One very important tool in your genealogical research is the census; however, they can also be problematic. When researching your lineage it is important to establish when and where a specific relative lived, which is one way the census is helpful. Yet, you have to understand that these records were compiled by other human beings and are not always error free.
United Kingdom census results, particularly those dated 1841 and later are very valuable tools in that they were the first to list all members of a household. Previous census would only list the name of the head of the household, ignoring children, spouses and other relatives that might live under the same roof.
Census data is often considered the foundation of genealogical research and depending upon the era in which it was taken can contain a great deal of information. Let’s say you have traced the movements of a particular ancestor and you are pretty sure where they lived, but you cannot find property records to support your conclusions.
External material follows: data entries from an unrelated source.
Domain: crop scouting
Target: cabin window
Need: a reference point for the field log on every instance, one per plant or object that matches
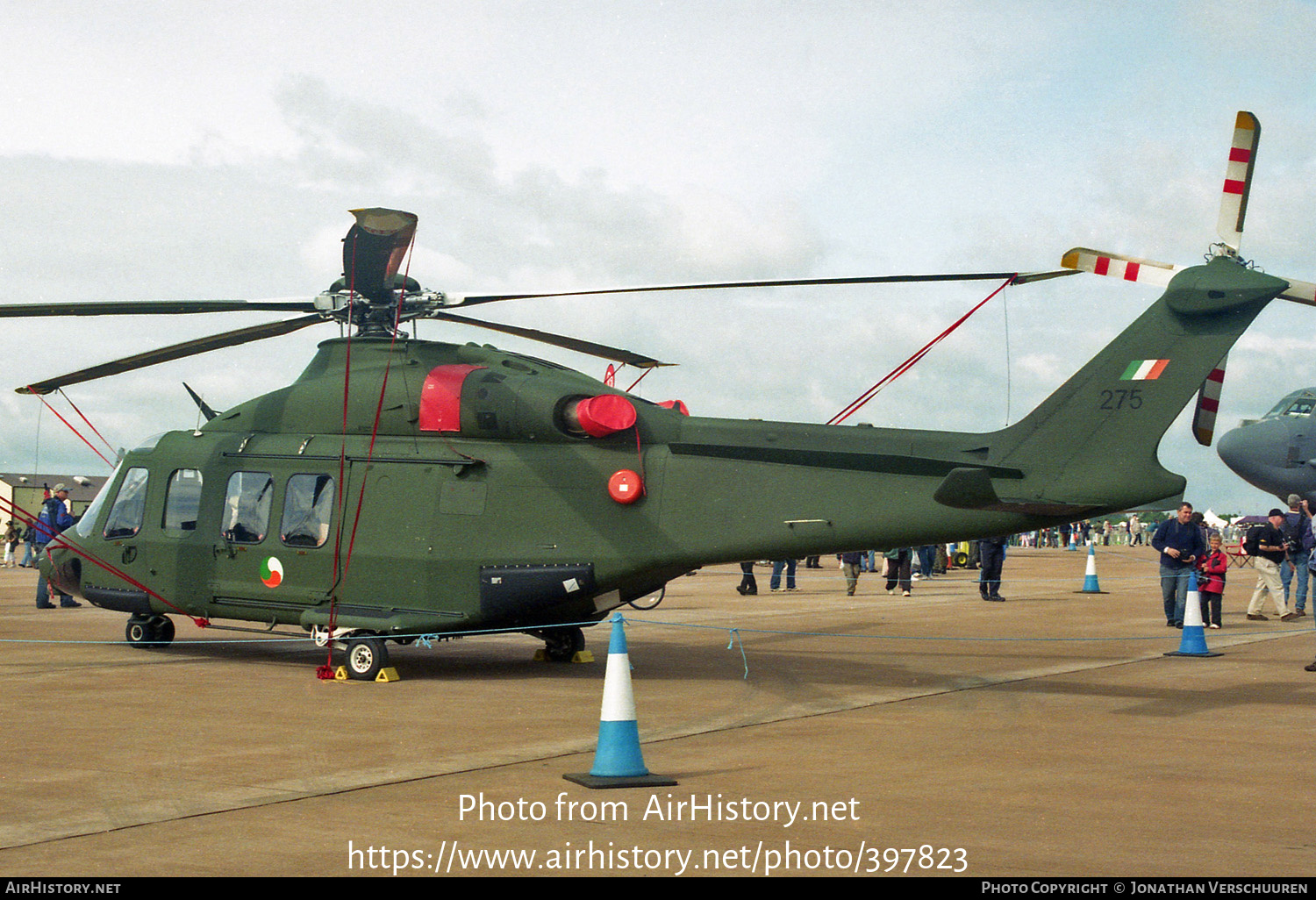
(247, 507)
(125, 516)
(307, 510)
(182, 500)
A census of the area could tell you where they lived and even where they were born (if this is missing from your research).
Many census data was often copied several times for different organizations, which increases the margin of potential error. At the end of the day, a fallible human being was the enumerator and there are bound to be a few mistakes.
What You Should Know
When it comes to researching census data you will want to become familiar with the manner in which they were taken and the meaning behind certain abbreviations. For example, in the 1841 UK census professions would be abbreviated, some examples include:
- Ag Lab- agricultural laborer
- FS- Female servant
- Sh- shopman
- M- Manufacturer
- m- maker (boots etc…)
A census can be very important to your research, filling in the blanks and even helping you locate a particular ancestor who seems to have fallen off the map. That being said you have to be aware of their limitations and propensity for mistakes or errors. Utilizing census data is not difficult but may require a little reading between the lines, so to speak. As of 2012 the UK census data is complete and searchable from 1841-1911.